Installing package into ‘/usr/local/lib/R/site-library’
(as ‘lib’ is unspecified)



# Introduction to Parametric Simulations

This chapter we have been studying various discrete parametric distributions.  Sometimes we wish to explore the properties of such a distribution over a set of parameters, and in this case, we can use the `tidyverse` and `purrr` toolset to capture the results.

## Outline

1. Setting up the parameter space using `tribble`.
2. Unnesting the parameters and adding trials.
3. Mapping over the parameters using `pmap`
4. Composing operations to save memory on large simulations.
5. Parametric sampling.

## First Motivating Problem - One Variable Parameter

<font color="aqua">**Our Task.**.   </font> Suppose we wish to explore the effects of the sample size on the mean and variance of a binomial random variable when $p=0.5$.  

<font color="aqua">**The Problem.** </font> Our current approach would require a separate simulation/pipe for each sample size.

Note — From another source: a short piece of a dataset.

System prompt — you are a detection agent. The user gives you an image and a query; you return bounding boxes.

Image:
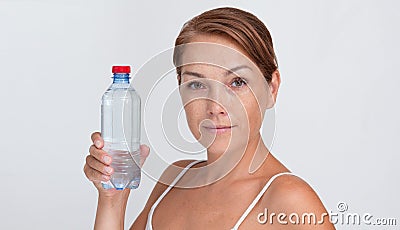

<font color="aqua">**The Solution.**</font> Store the sample sizes in our experimental notebook and use them as mapping inputs.

### Three Approachs

1. Stack the trials into a long table, transform, and then group and aggregate. <font size="1">(optional, covered at the end of the notebook)</font>.
2. Store the trials in a list column, then `map` transformations/aggregations.
3. Compose all actions from **2.** into a single `map`

## Performing a Parametric Simulation using a List Column

In this variation of the simulation, we will
1. Store all the trials for each parameter (or combination of parameters) in a single row.
2. Use `map` or `pmap` to process those trials.

### Defining the parameter space using a `tribble`

1. Define all the names on the first row preceeded by `~`
2. Define the respective collections on the second row, respectively.

In [5]:
parameters <- tribble(~n,
                      c(5,10,15))
parameters

n
<list>
"5, 10, 15"


### The "shape" of a parametric simulation using a list column.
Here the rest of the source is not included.